第十三話 水鏡の花嫁
「やめろ」
冬の声が、祭壇の間に、響いた。
その声を、澪は、背中で聞いた。足は、止めなかった。白い、花嫁装束の裾を、踏みそうになりながら、石の段を駆け上がった。一段。
二段。神官たちが、振り返った。何が起きているのか、わからない顔で。穢野の娘が、侍る場所を、離れて、祭壇へ上ってくる。
あり得ない、ことだった。誰も止め方を、知らなかった。儀の、最中に誰かが、こんなことを、するなど、千年、なかったのだから。
ひとりの、神官が腕を伸ばした。澪を、捕まえようと。
澪はその手を、潜った。穢野で、覚えた身のこなしだった。掴まれない。逃げる。
それだけは、誰よりも上手かった。十六年、追われて、生きてきた体が、今、いちばん、追われたくない場所へ、向かって、走っていた。逃げるためではなく。たどり着くために。
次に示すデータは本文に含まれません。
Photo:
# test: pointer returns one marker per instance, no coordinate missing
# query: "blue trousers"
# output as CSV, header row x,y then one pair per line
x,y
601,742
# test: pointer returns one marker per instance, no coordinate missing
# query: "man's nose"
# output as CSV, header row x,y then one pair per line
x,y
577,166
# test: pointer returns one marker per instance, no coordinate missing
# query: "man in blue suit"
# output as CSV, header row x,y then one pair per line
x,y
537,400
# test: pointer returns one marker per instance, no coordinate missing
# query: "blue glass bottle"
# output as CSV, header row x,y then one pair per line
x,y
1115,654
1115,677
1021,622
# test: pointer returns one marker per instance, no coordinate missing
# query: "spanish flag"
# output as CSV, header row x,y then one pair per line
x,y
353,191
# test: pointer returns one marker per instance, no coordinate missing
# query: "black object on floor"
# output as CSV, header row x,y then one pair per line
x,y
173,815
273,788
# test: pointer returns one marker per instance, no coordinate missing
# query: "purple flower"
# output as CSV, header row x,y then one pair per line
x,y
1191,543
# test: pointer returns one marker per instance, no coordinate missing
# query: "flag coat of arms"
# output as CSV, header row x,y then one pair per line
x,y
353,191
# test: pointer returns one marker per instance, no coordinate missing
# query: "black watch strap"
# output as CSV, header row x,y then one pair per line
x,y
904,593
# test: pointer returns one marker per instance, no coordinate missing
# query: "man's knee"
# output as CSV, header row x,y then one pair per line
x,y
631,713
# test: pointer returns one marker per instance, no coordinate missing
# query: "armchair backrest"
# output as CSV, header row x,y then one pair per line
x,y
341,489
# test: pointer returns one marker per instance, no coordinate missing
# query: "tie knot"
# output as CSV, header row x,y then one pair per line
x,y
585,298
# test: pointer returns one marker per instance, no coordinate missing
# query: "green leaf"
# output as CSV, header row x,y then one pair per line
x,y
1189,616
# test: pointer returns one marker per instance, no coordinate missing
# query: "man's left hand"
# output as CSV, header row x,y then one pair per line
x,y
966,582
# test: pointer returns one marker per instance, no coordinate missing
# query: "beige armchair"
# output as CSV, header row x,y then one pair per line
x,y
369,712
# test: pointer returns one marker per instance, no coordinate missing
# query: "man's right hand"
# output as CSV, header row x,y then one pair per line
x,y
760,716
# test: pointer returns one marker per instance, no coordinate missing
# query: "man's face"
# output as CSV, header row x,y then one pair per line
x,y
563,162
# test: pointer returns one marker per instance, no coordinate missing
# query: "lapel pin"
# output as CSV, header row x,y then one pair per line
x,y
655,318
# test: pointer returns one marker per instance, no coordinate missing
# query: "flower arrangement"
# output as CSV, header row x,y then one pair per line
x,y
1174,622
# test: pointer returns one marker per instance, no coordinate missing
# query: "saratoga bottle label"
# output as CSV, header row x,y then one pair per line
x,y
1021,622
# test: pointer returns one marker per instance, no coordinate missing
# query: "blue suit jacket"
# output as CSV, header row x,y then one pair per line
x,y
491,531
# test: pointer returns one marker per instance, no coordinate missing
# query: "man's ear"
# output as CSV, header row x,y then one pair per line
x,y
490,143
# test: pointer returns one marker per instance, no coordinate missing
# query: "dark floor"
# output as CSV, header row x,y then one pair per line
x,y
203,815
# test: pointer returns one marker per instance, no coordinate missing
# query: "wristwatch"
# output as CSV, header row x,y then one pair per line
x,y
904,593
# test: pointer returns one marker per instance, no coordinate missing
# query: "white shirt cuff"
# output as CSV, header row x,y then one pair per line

段は高かった。見上げれば、首が痛くなるほどに。幼い頃、葦境の塔をこうして見上げたことがあった。穢野の娘が足をかけてはならない高みだと、教えられてきた段だった。
それを今、澪はひとつずつ上っていた。白い裾が足に絡んだ。何度もつまずきかけた。膝が石を打った。
痛みは遠かった。後ろから神官の足音が追ってくる。前から御魂の唸りが降りてくる。
澪はそのあいだを、ただ上った。十六年、頭を低くして地を這うように生きてきた体が、生まれて初めて、まっすぐ上を目指していた。誰かにたどり着くために。
祭壇の、いちばん高いところ。
斎が、いた。
目を、閉じたまま。御魂の渦の、ただ中に。白い礼装が、見えない風に、嬲られていた。その胸に、光の、糸のようなものが、何百も集まって、入り込もうと、していた。
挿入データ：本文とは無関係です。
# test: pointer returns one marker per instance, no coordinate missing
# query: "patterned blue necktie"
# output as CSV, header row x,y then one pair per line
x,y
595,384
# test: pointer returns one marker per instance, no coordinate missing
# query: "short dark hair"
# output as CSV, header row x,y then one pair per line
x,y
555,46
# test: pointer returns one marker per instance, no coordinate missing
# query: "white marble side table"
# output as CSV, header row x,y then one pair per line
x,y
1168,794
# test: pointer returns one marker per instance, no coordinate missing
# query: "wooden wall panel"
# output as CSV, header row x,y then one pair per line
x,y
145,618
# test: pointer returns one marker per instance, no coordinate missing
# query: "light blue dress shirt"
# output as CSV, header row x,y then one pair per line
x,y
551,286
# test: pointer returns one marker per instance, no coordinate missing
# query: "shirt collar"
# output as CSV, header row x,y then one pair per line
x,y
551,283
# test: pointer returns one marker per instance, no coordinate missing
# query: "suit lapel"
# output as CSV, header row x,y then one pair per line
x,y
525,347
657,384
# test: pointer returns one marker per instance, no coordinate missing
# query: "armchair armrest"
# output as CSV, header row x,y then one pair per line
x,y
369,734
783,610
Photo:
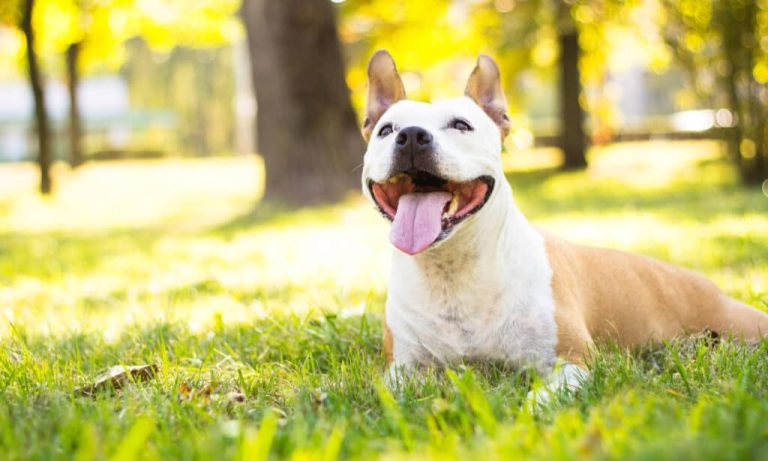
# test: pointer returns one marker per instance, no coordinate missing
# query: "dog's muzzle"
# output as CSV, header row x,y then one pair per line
x,y
424,208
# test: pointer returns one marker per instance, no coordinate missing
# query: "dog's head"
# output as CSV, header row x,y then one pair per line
x,y
430,167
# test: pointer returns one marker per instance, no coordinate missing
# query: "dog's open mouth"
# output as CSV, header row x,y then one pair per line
x,y
424,208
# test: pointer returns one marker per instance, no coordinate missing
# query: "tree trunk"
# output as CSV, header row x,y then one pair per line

死者の、魂。比良坂で、喰われた、何百人もの、無念。それが、今、斎という、空っぽの器に、注がれようと、していた。
あと、わずかだった。
光の糸の、先端が、斎の、胸に触れかけていた。
それが入れば、終わりだった。鶚が言っていた。器に魂が注がれれば、器は砕ける。中身を満たすために、外側が壊れる。
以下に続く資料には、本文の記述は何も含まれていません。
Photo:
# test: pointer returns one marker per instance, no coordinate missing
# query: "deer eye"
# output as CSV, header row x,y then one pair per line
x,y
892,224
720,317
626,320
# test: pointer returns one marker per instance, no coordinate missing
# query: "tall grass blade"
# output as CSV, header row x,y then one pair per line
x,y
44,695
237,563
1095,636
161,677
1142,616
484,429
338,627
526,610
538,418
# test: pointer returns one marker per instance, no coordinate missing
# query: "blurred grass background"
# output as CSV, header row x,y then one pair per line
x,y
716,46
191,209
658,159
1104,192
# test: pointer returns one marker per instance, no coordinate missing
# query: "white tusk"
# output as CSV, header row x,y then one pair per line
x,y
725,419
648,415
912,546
斎という、人の形をした十七年ぶんの何かが、何百もの死者に上書きされる。空の色を懐かしんだ少年も。来るなと澪を突き放した声も。生きたいと、たった一度こぼした願いも。
すべて押し流されて消える。あとに残るのは、神の名を着た、別の何かだ。澪が惹かれたものは、ひとかけらも残らない。それを見ていることなど、できなかった。
澪は最後の段を、跳んだ。
冬が祭壇の、向こう側で、笏を、止めたまま、こちらを見ていた。止めろ、と言った。けれど、もう間に合わないことを、その目は知っていた。澪と、斎の、あいだに割って入るには、冬は遠すぎた。
近いのは、澪だった。
いちばん、近いのはいつも澪だった。鏡断ちの、戸の向こうでも。千引岩の、庭でも。触れれば、死ぬ、その三尺の、内側にずっと立ってきたのは、澪だけだった。
斎の、瞼が震えた。
最後の、気配を感じたのだろう。誰かが、近づいてくる。来るな、と言ったのに。斎の、目が、薄く、開いた。
澪を、見た。光の渦の、向こうから。その目が、見開かれた。声にならない声で、何かを叫んだ。
来るな。来るな。お前まで。
その目を、澪は見返した。逃げなかった。十六年、誰かにまっすぐ見られることなど、なかった。穢野の娘は、いつも見下ろされるか、見ないふりをされるかだった。
斎だけが、澪を見た。鏡断ちの闇で。初めて、人として。
だから澪も、見返すと決めていた。最後まで。斎が来るなと叫ぶなら、その叫びごと受け止めると。
お前をひとりにはしない。たとえ、この手が灰になっても。澪の足は、もう迷わなかった。
澪は、手を伸ばした。
触れれば、死ぬ。
清い、神の、器に。穢れた、穢野の、娘が。決して、触れてはならない、とこの世界の、すべてが定めていた。神話が。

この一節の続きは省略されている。